Physics-Informed LSTM Neural Network for Personalized Pharmacokinetic Modeling of Polymyxin B in Critically Ill Patients.
Journal:
European journal of pharmaceutical sciences : official journal of the European Federation for Pharmaceutical Sciences
Published Date:
Jul 16, 2026
Abstract
Polymyxin B represents a critical last-resort antibiotic for carbapenem-resistant Gram-negative infections, yet its narrow therapeutic window and substantial inter-individual pharmacokinetic variability present significant challenges for optimal dosing in critically ill patients. Population pharmacokinetic (PopPK) models based on nonlinear mixed-effects modeling (NLMEM) are well-established, flexible frameworks for dose individualization that are fully capable of incorporating complex, nonlinear, and time-varying covariate relationships; however, their individual-level prediction accuracy is fundamentally governed by data availability and model specification, and substantial eta-shrinkage may occur when per-subject observations are sparse. As a complementary approach, we developed a novel physics-informed long short-term memory (PI-LSTM) neural network that synergistically integrates mechanistic pharmacokinetic principles with deep learning for personalized concentration prediction, intended as a complementary approach to established PopPK methods. The model was trained and validated using simulated data from 1,000 septic patients incorporating time-varying renal function and individualized dosing regimens. The PI-LSTM architecture combines bidirectional LSTM layers for temporal modeling, multi-head attention for adaptive covariate weighting, and physics-based constraints enforcing fundamental pharmacokinetic relationships (kel = CL/V). The model achieved good predictive performance with R² = 0.694 for concentration prediction (MAE = 1.398 mg/L, RMSE = 2.211 mg/L), accurately estimating population-level parameters (mean CL: 2.02 vs. 2.03 L/h true; mean V: 44.7 vs. 41.1 L true) with well-calibrated uncertainty quantification (91.5% prediction interval coverage).

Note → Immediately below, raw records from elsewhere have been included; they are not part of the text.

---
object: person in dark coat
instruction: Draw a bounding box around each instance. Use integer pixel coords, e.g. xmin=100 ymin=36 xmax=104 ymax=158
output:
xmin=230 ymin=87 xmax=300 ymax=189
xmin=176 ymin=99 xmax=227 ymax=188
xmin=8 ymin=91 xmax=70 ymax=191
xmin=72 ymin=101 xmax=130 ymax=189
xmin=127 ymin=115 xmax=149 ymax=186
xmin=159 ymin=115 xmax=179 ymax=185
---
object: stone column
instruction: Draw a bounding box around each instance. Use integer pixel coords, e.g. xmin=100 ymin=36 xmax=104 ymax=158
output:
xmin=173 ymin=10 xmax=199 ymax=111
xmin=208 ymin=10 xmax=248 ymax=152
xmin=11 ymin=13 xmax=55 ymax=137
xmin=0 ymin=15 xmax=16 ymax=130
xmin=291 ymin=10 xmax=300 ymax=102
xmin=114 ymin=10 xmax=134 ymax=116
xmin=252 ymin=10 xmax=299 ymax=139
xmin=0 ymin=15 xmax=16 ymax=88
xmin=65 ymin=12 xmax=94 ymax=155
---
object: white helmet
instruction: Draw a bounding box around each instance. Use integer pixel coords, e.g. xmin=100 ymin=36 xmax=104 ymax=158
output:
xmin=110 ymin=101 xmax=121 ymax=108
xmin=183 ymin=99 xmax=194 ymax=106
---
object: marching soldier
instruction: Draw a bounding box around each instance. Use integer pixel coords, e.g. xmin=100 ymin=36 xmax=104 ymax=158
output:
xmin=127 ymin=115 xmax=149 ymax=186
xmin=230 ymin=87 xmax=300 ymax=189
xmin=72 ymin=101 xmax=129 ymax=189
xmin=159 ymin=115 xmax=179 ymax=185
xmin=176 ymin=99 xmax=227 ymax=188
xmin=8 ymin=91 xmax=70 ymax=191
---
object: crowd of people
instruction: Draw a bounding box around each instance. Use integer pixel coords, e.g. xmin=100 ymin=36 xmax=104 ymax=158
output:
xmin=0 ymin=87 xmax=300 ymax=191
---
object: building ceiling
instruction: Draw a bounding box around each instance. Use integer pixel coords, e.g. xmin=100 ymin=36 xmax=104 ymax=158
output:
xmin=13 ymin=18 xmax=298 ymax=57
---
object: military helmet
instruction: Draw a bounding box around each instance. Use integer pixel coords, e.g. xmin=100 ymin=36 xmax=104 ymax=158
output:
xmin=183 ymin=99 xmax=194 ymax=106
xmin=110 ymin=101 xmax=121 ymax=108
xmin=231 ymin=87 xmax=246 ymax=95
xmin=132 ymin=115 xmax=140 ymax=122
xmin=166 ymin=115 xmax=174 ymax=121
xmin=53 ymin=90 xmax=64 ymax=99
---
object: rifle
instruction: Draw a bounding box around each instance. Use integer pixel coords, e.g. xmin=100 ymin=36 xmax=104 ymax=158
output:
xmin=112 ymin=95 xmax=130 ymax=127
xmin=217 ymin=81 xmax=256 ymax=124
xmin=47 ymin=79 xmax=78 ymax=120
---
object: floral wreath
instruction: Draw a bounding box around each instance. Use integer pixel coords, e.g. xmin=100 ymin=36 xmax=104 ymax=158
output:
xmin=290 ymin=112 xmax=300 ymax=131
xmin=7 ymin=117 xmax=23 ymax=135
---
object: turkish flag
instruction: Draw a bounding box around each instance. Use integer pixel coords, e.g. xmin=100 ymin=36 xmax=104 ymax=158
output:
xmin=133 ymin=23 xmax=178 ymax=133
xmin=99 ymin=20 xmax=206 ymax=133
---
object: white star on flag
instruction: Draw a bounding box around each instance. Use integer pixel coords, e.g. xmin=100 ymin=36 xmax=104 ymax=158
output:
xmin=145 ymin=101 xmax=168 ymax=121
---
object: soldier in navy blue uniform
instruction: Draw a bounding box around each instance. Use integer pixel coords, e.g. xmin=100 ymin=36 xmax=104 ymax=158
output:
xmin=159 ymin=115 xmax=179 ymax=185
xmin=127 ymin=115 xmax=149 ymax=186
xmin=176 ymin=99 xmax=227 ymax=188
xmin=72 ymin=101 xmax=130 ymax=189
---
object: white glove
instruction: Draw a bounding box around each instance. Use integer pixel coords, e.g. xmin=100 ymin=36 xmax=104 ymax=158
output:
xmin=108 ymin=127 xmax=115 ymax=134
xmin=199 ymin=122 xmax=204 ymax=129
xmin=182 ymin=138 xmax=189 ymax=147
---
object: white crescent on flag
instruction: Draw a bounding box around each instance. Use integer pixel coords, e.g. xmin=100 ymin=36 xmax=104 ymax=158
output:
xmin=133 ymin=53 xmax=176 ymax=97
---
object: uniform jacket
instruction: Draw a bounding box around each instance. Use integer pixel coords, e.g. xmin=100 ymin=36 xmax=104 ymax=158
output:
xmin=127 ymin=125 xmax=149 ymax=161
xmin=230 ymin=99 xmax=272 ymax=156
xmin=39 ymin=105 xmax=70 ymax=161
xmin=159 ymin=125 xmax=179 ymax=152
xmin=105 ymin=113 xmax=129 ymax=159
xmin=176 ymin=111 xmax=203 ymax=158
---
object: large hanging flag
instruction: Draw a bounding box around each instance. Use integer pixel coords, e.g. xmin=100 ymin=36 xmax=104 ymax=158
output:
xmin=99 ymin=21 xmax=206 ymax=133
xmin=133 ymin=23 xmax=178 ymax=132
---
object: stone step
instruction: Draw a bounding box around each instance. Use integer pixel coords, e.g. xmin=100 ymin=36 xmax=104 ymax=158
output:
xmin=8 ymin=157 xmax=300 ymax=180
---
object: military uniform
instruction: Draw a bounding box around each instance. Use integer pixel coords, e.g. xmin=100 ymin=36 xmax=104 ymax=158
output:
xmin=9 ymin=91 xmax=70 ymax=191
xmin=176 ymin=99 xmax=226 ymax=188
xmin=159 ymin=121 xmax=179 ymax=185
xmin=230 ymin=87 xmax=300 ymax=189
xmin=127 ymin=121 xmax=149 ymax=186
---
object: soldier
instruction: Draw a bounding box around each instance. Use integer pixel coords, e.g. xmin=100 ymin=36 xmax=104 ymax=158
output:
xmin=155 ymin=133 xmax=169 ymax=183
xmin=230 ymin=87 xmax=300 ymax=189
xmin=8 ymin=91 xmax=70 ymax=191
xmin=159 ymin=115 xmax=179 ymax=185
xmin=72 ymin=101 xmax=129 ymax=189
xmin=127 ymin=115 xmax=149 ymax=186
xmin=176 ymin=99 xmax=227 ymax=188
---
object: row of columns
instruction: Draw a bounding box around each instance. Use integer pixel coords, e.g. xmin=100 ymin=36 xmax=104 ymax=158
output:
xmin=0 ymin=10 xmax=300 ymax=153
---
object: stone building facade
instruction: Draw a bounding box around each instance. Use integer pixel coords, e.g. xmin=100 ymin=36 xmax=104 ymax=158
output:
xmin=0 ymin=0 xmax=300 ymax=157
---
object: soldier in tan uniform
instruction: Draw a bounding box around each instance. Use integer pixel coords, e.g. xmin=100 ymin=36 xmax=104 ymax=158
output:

An ablation study demonstrated that each physics-informed loss component contributed to maintaining pharmacological interpretability, and a head-to-head comparison with a standard PopPK model on the same data provided context for the relative strengths of each approach. This hybrid framework successfully maintains pharmacological interpretability while leveraging deep learning's capacity to model complex nonlinear relationships, offering a promising complementary approach for therapeutic drug monitoring and individualized dosing optimization in precision antimicrobial therapy.